Stone Fence Sour

An updated take on the drink that quenched colonial America

Photo: Julie Soefer

It is said that Ethan Allen and his gang of Green Mountain Boys first concocted the Stone Fence, a hard cider–and-rum libation, the night before they joined forces with Benedict Arnold and his men to seize Fort Ticonderoga from the British in 1775writes Houston-based craft-cocktail expert Alba Huerta in her new guide, Julep. What’s always caught my attention about this anecdote is that the name Stone Fence—a drink a bunch of rowdy colonials used for liquid courage—reminds me of something else entirely. When I first began bartending back in 2000, one of the more popular drinks was a Stone Sour, made from a base (whiskey, vodka, amaretto, or whatever the guest chose), powdered sweet-and-sour mix, and orange juice from a bottle. At the first bar I worked, I must have served hundreds of Amaretto Stone Sours every weekend. So here’s the Stone Fence Sour, offering hints of both the Stone Sour and the Stone Fence: dry apple notes, a whiskey backbone, and a balanced sweet-and-sour element. It’s strong enough to give you courage no matter what you’re planning for tomorrow.

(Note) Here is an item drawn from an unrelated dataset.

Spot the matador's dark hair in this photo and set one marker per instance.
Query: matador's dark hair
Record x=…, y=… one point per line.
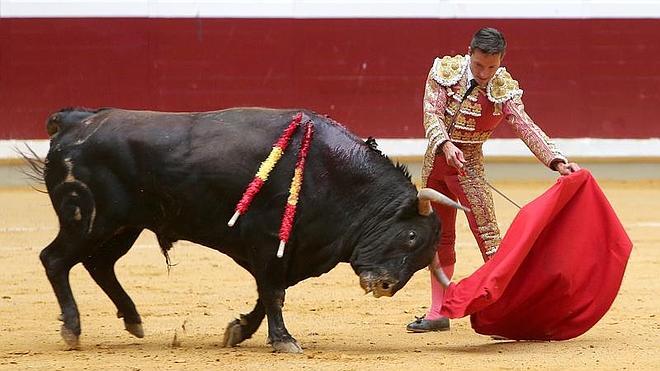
x=489, y=40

    • 1½ ounces 80-proof bourbon

    • 1½ ounces hard cider, preferably Foggy Ridge

    • ½ ounce orgeat

    • ½ ounce simple syrup

    • ½ ounce freshly squeezed lime juice

    • ½ ounce freshly squeezed orange juice

    • 3 apple slices, for garnish

    • Fresh nutmeg, for garnish


  1. Pour the bourbon, hard cider, orgeat, syrup, lime juice, and orange juice into a glass. Stir with a barspoon to blend. Fill the glass halfway with crushed ice and stir a few times. Fill the glass entirely with crushed ice. Place the straw in the glass. To garnish, thread the apple slices on a cocktail pick and place on the rim of the glass. Add a few grates of nutmeg.